Yo alquilé el piso a medias con mi amiga y como tenía cuatro habitaciones acordamos alquilar las otras dos a un precio razonable. Preguntamos a otros conocidos y al final nos llamó un amigo de una amiga para decirnos que su compañero de curro y él buscaban algo barato donde vivir. No mentiré: Cuando llamó yo no caí en quién cojones (vivimos en un pueblo y al ser amigo de una amiga todos afirmaban que sí le conocía aunque no me acordara). Quedamos a los pocos días en vernos y, si, chicas, ¡vaya si lo conocía! Me acordé el puto mismo instante en que entraron por la puerta para venir a ver el piso: ¿Sabéis el típico crush imposible de instituto que todas tenemos?

Ese era el mío.

Me costó MUCHO decidirme, pero como nos dijeron que trabajaban muchas horas y en horarios opuestos a los nuestros, íbamos a coincidir poco en casa. Y así entre las dos (mi amiga y yo) decidimos que vinieran a vivir con nosotras.

A los pocos meses de vivir juntos, tonta de mí, ya estaba más pendiente de él y sus horarios que de mi misma. Toda ilusa, ¡claro que sí!. Confieso que hasta llegué a tener algo de celos al ver que se llevaba mejor con mis amigas que conmigo. Hubo una época que intentaba quedarme en mi habitación las máximas noches posibles para evitar esos celos (sin fundamento). Hasta que un día empecé a buscar cualquier excusa barata con tal de verle un ratito: Cenas de piso, empezar a ver una serie, salir al salón a cenar cuando él llegaba, etc. ¿Qué queréis? La carne es débil y yo gilipollas.

Y bueno, que al final un día pasó. Estábamos viendo una película en el sofá, con varias birras y demás cosas de por medio, cuando empezó a meterme mano. Os podría decir el título y el momento exacto de la película, porque esto no se olvida jamás.

“Uf, si es que me pone mu’ perraca, ¿qué hago, me lo follo o no?”, pensé.

Como bien imagináis: Me lo follé. No me pude contener más y acabamos en mi cama probando todas las posturas posibles, usando todos los objetos que había en «mi cajón de la ilusión» e incluso cumpliendo algún que otro plan erótico-festivo que teníamos en la mollera. El sexo era apasionado, firme pero con cariño, y se esmeraba mucho en que me corriera las veces que hiciera falta. Que al chaval se le daba de puta madre el asunto, vaya.

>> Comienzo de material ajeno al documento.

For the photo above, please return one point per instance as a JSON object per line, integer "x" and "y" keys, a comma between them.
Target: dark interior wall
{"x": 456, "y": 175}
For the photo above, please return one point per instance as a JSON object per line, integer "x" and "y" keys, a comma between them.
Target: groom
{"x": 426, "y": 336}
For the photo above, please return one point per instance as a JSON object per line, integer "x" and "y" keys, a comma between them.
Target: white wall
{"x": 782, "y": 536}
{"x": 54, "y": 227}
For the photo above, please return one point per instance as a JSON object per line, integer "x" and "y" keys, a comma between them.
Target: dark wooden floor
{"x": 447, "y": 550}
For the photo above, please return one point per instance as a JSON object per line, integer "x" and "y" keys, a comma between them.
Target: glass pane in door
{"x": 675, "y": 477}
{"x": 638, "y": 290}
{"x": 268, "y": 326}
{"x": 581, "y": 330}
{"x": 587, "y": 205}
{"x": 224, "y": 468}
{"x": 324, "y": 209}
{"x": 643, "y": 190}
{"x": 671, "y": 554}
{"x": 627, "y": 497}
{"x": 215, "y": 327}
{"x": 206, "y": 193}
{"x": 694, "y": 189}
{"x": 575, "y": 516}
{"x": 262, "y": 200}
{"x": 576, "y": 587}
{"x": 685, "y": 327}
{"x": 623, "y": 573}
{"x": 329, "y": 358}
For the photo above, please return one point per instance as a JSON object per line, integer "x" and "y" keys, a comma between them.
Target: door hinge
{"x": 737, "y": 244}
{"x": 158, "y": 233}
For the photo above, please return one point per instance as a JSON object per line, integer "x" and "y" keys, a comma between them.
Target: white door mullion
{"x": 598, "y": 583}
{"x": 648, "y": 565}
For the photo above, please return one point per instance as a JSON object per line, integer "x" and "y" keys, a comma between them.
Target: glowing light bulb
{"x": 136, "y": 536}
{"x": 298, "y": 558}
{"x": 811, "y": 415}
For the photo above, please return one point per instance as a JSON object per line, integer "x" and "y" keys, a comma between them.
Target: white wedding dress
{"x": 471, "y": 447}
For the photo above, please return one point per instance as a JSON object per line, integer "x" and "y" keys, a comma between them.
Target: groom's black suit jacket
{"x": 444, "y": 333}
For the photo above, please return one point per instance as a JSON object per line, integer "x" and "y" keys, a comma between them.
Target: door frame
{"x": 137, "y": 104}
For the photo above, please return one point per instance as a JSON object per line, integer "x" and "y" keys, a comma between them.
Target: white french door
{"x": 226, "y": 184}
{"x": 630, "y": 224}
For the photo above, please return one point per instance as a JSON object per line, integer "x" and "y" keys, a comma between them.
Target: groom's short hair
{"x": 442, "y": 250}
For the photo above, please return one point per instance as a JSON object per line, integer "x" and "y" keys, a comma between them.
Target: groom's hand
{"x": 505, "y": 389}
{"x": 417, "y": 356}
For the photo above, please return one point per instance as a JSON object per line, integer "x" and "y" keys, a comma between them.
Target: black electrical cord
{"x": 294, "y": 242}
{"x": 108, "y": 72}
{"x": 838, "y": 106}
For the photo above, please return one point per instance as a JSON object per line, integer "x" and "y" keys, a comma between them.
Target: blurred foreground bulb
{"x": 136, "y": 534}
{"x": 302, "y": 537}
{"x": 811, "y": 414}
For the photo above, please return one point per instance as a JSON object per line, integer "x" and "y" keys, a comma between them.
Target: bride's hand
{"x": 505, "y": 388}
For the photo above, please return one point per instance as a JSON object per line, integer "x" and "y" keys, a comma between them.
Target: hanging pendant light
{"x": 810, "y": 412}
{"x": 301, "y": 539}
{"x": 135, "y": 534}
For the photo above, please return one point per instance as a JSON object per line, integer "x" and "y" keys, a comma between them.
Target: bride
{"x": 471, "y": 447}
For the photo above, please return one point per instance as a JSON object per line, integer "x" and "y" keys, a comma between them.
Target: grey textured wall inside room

Y me enganché (muy gilipollas, ya lo he dicho). No llegué a enamorarme profundamente, pero si antes de ocurrir ya estaba pendiente de él, imaginaos como estaba después de follármelo. Obcecada, perdida, se podría decir que hasta un poco “obsesionada” con repetir constantemente… Entonces llegó el desastre: Un día desayunando con mi amiga descubrí que también se la había follado a ella (varias veces). Que raro fue saber que te estás follando al mismo tío que tu mejor amiga. Que si, que con el tiempo nos hemos llegado a reír MUCHO de la situación (de acabar aplaudiendo como focas con la boca abierta y con lágrimas en los ojos) pero en ese momento estuvimos en shock un par de semanas. ¡Que iba alternando, el muy listo!

Al saber eso ambas pudimos pararle los pies (¡por fin!) y decirle que ya no tenía nada que hacer. Ahí llegaron los meses incómodos y huidizos en casa, el hacer planes fuera de casa con tal de no cruzárnoslo, los silencios y sonrisas falsas por doquier cuando aparecía… Poco después vimos que se había montado un mini-salón en su habitación para esconderse y a los dos meses ya se había mudado por su propio pie. Ojalá hubiéramos echado un poco de mente fría al principio y así poder ver lo que era de verdad… Otro tontopollas a la lista que se cree que las mujeres no hablan entre ellas.

Conclusión: “Donde tengas la olla, no metas la polla”, o en este caso “donde tengas el moño, no metas el coño”.